Ebhal Mandapa Cave at Talaja, Kathiawar
Photographer: Burgess, James
Medium: Photographic print
Photograph of the entrance to the Ebhal Mandapa Cave at Talaja in Gujarat, taken by James Burgess around 1874, from the Archaeological Survey of India Collection. In the 'Notes of a visit to Somnath, Girnar & other places in Kathiawad in May, 1869', James Burgess wrote, "The Talaja hill is remarkable for the Buddhist caves on its north-west face.
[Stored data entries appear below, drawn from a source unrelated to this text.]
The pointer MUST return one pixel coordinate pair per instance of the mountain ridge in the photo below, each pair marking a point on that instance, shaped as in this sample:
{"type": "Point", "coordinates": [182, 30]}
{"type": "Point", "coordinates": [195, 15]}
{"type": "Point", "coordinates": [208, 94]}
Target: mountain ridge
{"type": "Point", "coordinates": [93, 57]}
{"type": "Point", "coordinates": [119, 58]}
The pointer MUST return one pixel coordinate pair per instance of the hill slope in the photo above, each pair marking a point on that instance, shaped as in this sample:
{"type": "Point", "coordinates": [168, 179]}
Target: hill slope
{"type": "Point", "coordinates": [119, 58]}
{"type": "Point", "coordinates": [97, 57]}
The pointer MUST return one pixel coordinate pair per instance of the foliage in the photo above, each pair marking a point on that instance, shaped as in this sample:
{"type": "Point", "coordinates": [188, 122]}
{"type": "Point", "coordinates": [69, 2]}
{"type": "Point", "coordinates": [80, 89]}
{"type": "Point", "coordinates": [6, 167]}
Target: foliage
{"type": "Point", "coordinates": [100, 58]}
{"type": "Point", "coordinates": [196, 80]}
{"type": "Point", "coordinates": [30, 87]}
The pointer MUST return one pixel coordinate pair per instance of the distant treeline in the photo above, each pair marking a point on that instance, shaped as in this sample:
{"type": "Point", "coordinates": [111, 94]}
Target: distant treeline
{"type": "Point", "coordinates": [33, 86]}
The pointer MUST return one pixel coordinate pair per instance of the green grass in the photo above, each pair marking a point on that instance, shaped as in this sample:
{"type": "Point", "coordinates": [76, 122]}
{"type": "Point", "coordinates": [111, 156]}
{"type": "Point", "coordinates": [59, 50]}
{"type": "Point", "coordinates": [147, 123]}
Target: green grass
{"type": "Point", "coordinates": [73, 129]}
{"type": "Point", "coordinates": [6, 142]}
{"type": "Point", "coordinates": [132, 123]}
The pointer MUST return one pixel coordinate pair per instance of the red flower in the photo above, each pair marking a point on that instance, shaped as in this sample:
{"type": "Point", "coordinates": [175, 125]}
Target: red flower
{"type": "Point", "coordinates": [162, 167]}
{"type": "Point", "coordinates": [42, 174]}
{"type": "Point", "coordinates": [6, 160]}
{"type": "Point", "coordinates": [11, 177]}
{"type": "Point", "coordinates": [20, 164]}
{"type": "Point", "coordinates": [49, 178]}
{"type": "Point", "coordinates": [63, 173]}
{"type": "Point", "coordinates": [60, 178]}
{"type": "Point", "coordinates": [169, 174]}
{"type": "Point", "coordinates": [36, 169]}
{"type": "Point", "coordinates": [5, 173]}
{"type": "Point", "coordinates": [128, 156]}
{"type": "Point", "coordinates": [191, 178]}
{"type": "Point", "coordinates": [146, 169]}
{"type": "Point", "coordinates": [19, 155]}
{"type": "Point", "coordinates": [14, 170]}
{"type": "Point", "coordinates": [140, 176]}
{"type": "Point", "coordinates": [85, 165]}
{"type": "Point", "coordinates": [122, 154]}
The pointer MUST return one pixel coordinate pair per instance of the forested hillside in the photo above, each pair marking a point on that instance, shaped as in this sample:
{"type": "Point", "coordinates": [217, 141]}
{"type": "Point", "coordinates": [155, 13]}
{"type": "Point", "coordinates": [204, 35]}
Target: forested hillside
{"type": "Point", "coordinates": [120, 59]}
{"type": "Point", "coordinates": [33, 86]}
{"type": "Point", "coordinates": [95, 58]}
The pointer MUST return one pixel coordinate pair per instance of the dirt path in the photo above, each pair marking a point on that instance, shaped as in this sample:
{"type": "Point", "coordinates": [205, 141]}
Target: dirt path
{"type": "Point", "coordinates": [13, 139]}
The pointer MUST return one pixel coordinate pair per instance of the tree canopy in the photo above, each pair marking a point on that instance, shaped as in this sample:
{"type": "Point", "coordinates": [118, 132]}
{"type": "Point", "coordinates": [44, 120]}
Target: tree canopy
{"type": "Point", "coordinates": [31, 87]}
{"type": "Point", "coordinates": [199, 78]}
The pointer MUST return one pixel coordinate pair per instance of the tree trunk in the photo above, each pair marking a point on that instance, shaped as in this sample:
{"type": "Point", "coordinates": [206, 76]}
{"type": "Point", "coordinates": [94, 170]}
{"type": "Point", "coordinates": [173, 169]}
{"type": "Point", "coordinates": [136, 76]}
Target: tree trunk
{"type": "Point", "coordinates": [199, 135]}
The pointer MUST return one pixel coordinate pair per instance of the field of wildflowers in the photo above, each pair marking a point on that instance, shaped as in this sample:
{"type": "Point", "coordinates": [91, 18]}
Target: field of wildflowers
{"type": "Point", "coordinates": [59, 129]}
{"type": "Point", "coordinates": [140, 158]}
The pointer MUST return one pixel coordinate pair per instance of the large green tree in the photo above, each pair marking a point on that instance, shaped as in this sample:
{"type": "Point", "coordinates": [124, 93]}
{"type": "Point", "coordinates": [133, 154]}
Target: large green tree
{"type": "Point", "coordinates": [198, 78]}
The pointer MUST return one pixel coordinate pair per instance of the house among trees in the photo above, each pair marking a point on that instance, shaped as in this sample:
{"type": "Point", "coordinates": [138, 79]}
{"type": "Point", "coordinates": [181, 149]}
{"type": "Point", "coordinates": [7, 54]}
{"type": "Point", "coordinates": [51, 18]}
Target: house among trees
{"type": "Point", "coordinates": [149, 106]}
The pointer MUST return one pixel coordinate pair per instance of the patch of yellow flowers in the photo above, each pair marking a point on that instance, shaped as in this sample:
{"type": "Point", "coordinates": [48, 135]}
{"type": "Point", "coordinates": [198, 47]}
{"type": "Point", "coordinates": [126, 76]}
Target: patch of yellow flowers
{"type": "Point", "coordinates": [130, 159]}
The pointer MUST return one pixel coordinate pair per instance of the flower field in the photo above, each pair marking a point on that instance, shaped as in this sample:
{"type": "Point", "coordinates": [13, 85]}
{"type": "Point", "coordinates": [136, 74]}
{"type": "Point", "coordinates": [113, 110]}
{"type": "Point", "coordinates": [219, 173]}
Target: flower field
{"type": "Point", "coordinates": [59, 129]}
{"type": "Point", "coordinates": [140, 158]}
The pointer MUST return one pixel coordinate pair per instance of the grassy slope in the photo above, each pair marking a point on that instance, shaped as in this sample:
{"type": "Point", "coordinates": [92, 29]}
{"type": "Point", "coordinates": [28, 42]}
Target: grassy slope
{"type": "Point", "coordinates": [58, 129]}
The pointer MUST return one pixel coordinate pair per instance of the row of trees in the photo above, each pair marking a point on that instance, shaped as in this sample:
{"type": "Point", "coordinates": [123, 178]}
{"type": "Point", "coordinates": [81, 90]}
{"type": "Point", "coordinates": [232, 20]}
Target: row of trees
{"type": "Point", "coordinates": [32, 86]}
They have once been destroyed to make a passage up to, and room for, the Jaina temples or their predecessors. One of the largest of them and the only one that now presents any remains of ornamentation, is at a height of fully a hundred feet. It is known as the Ebhal Mandapa...This large cave had four octagonal pillars in front, but none inside to support the roof, nor has it the wall that usually divides such excavations into an outer verandah and an inner hall. There are fragments of a modified form of the horse-shoe ornaments and of the Buddhist rail pattern above the front of the cave, while outside the entrance there are wells or tanks on both sides and several cells...The general arrangements of the caves are indications of their Buddhist origin, and...we may perhaps relegate them to an age as far back as those of Nasik or Kanheri, if not to a still earlier one than even the first century of our era...No remains of sculpture, such as it is common in all the later Budhist caves, is to be found here."